3.2.5.1 Receiving Updated Policy

When a client of the Group Policy: Encrypting File System Extension receives an updated collection of settings via the procedure in [MS-GPREG] section 3.2.4.1, it directly accesses the public User-Certificate Binding ADM elements ([MS-EFSR] section 3.1.1.1) and configures them in the following way:

RequireV3Template (Public): If the value of the EfsOptions field (section 2.2.3) is present in the client database and flag 0x00002000 is set, the client MUST set this value to True. Otherwise, this element is not modified.

DisallowV3Template (Public): If the value of the EfsOptions field (section 2.2.3) is present in the client database and flag 0x00001000 is set, the client MUST set this value to True. Otherwise, this element is not modified.

RequireSmartCard (Public): If the value of the EfsOptions field (section 2.2.3) is present in the client database and flag 0x00000100 is set, the client MUST set this value to True. Otherwise, this element is not modified.

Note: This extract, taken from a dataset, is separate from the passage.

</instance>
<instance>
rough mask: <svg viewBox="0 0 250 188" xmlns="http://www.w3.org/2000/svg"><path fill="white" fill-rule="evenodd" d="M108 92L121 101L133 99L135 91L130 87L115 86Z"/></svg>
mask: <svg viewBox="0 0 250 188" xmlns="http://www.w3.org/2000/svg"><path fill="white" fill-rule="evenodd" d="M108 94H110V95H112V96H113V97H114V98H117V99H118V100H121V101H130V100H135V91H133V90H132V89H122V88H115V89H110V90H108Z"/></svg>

TemplateName (Public): If the value of the TemplateName field (section 2.2.5) is present in the client database, the client MUST use the value from the database to set the TemplateName (Public) User-Certificate Binding ADM element ([MS-EFSR] section 3.1.1.1). Otherwise, this element is not modified.

A client of the Group Policy: Encrypting File System Extension also directly accesses the public EFSR Server Control ADM elements ([MS-EFSR] section 3.1.1.2) and configures them in the following way:

EfsDisabled (Public): If the value of the EfsConfiguration field (section 2.2.2) is present in the client database and equal to 0x00000001, the client SHOULD set this value to true. A client implementation MAY<15> use an alternative mechanism for configuring the EfsDisabled public ADM element.